1.Predictions on species richness and incidence of species are made using data for three scales of mapping from the Greater Manchester butterfly atlas; for the whole of the conurbation (2 km×2 km scale) and for two sample areas centred on the Mersey Valley (1 km×1 km scale; 1 ha scale). Predictions are based on data for recording effort, altitude, biotopes, host-plants and nectar resources.
2.Data for Greater Manchester indicate that substantial shortfalls may occur in recording butterfly species for atlases despite the fact that butterflies are generally easily identified and well supported with recorders. Shortfalls tend to be larger for species with fewer records, indicating that some species may be more easily overlooked than others.
3.The results demonstrate that targeting squares for re-survey is necessary and feasible. The predictions have other valuable research applications, the most important of which is being able to assess the accuracy of distribution maps, to correct them, and to make projections of distribution changes.

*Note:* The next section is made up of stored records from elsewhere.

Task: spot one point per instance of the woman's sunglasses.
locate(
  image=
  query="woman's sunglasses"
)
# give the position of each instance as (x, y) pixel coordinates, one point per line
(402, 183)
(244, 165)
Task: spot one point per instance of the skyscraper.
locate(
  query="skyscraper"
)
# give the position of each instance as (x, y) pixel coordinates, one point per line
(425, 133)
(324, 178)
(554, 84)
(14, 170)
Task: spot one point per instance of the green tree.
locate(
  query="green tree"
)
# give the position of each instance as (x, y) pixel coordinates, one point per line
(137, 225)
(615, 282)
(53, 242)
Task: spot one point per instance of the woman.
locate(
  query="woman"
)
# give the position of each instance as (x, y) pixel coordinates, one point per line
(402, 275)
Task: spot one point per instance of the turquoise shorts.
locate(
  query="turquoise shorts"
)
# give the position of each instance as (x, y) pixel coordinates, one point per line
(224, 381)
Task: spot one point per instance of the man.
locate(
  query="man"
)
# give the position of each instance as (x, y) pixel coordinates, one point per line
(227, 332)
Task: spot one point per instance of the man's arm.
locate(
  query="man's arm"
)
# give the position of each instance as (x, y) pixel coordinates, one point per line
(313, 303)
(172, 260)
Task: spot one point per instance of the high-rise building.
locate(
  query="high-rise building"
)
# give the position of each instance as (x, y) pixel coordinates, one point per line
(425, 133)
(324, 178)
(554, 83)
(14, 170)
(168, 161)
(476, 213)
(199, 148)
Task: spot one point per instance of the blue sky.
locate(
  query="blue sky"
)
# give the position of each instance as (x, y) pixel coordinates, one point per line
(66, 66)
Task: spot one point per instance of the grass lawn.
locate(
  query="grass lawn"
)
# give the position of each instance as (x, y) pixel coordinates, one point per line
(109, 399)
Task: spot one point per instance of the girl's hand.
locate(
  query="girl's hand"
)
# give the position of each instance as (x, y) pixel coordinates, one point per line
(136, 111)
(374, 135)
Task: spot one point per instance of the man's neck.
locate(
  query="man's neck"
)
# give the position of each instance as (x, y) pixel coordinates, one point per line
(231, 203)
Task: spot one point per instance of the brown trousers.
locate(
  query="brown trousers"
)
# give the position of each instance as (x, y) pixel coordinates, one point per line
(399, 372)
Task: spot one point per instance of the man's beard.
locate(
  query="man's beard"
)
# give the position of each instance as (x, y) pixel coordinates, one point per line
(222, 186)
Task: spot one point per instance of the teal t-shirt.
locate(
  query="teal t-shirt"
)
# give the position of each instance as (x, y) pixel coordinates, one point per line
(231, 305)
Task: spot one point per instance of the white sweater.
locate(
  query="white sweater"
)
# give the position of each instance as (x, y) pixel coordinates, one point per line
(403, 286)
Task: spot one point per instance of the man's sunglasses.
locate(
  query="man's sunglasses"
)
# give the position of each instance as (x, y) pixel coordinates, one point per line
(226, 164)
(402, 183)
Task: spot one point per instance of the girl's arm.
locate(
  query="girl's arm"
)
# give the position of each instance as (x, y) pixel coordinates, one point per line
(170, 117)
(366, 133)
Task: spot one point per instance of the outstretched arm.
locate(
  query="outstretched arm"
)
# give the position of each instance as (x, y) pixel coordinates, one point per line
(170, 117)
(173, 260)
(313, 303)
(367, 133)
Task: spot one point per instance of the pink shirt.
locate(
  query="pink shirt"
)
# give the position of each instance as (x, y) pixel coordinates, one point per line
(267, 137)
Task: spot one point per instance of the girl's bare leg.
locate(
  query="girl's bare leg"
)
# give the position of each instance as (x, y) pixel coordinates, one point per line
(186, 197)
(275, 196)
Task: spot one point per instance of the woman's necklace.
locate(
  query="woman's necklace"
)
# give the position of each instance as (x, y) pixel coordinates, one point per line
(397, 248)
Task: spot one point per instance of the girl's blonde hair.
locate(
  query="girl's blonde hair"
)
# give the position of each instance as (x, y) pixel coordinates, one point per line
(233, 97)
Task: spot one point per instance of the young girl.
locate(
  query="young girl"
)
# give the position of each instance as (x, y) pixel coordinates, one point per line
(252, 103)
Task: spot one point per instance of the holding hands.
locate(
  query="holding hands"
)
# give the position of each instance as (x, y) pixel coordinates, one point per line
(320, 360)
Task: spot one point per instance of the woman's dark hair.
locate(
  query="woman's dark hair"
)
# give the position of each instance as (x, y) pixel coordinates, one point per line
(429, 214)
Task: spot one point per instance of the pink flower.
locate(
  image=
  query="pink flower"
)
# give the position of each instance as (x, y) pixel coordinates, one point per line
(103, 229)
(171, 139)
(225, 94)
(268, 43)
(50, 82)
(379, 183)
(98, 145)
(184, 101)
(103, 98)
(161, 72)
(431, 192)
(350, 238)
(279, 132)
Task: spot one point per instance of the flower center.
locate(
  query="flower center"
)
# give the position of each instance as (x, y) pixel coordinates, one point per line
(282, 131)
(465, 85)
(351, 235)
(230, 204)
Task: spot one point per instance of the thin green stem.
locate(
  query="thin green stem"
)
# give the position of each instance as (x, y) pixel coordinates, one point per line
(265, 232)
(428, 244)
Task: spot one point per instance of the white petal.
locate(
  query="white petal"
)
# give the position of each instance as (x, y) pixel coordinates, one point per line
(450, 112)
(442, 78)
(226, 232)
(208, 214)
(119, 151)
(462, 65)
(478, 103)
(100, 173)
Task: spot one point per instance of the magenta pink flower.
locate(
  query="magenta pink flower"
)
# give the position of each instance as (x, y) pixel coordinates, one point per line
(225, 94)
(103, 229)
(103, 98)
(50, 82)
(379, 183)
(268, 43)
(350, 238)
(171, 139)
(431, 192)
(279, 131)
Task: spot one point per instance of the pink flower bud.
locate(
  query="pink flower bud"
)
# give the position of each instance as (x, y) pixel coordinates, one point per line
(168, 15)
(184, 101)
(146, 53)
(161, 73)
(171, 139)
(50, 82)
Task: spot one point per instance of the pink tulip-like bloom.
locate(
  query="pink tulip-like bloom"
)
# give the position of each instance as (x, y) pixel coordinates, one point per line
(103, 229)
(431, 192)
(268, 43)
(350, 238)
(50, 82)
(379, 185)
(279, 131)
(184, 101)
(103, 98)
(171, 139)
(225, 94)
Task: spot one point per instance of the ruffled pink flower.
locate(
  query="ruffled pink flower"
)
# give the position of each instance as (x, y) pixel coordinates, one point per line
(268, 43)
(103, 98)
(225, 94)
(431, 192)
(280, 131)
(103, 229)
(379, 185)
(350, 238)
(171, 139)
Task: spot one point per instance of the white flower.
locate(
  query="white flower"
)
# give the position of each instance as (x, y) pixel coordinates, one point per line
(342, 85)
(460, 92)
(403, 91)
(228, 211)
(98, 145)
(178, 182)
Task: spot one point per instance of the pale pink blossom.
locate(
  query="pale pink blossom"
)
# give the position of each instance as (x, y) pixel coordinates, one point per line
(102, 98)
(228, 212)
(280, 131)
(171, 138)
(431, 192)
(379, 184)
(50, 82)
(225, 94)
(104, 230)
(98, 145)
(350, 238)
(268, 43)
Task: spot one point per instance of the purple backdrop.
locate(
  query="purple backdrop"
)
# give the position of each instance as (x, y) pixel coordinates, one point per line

4.Predictions may be enhanced by improvements to mapping in three ways: (i) Collecting data on recording effort. Variation in recording effort typically accounts for differences in species richness and incidence of species more than any other variable; (ii) Collecting data on biotopes and specific resources. The present results are promising and demonstrate that the collection of environmental data linked to a suitable sampling frame could facilitate knowledge of the distribution of species over extensive areas that remain under-recorded; and (iii) Distinguishing between breeding individuals and vagrants. Vagrancy is a problem associated both with species and scale. Although species vary substantially in their capacity to migrate beyond their habitats, the effect of vagrancy on distribution maps becomes an increasingly large problem as the grain of mapping (size of recording units) decreases. It is suggested that over-recording can be a problem, particularly when mapping is fine-grained.